A la salida del Jiddah, el puerto del mar Rojo que comunica a Arabia Saudí con el mundo exterior, un cartel en árabe y en inglés advierte a los extranjeros: “Prohibido cruzar este límite a los no musulmanes.”
Más allá está el “Haram”, la zona sagrada en la que se alzan las ciudades santas de La Meca y Medina. Ahí, cada año, dos millones de creyentes procedentes de todo el mundo llegan en peregrinación, según la obligación prescrita por el Corán, a salvo de cualquier contacto con el mundo impuro de los infieles.
El que ose violar la prohibición será castigado con la pena de muerte. Sin embargo, a principios de agosto, bajo la llamada de las autoridades, decenas de extranjeros no musulmanes han traspasado la línea prohibida para situarse a dos pasos de los lugares sagrados.

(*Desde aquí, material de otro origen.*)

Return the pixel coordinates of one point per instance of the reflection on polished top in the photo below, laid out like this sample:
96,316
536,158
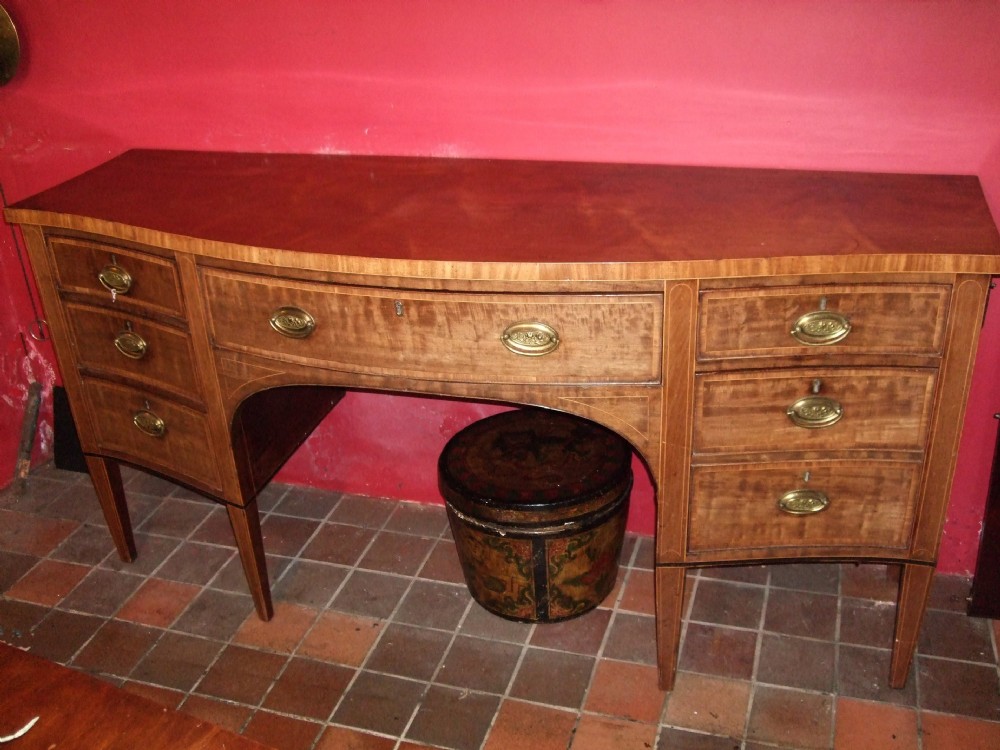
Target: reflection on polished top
523,211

Solicitando la ayuda extranjera, el rey Fahd ponía en juego su corona. Los dirigentes de las naciones islámicas son conscientes de la necesidad de frenar las ambiciones del dictador iraquí. Varios de ellos han enviado tropas en número más o menos simbólico para apoyar el despliegue militar norteamericano. Pero las masas son sensibles a la publicidad de Bagdad. A los ojos de ochocientos millones de musulmanes, la Monarquía saudí ha abierto el país del profeta a los no creyentes.

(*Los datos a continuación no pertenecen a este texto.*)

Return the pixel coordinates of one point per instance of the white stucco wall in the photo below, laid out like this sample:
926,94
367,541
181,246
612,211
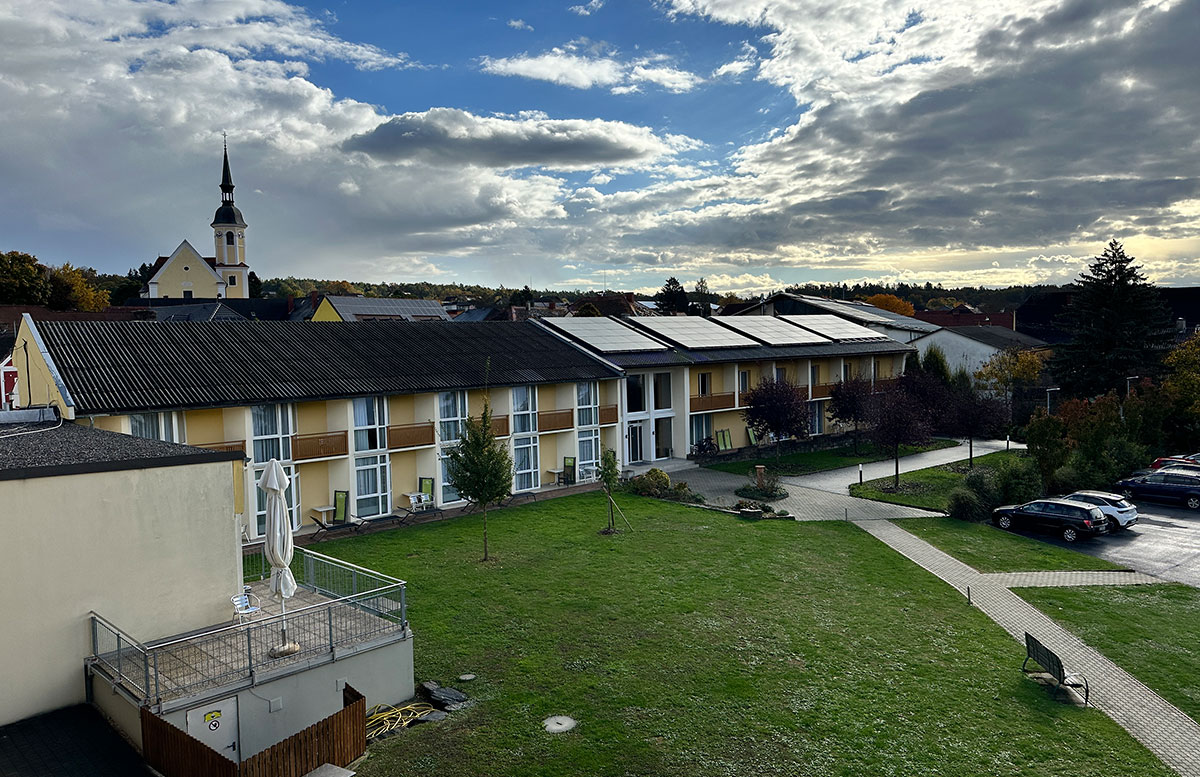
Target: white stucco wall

En consecuencia, el reino árabe, que con sus fabulosas riquezas sometía ayer al mundo entero a la voluntad de sus emires, aparece como un coloso con pies de barro.
El fundador del reino, Abdel Aziz Ibn Saud, tuvo cuarenta hijos legítimos de sus catorce esposas oficiales, y aproximadamente un centenar de hijos naturales entre sus doscientas concubinas. Para asegurar la sucesión modificó la antigua norma, por la cual el heredero era elegido por el conjunto de notables tras la muerte del soberano.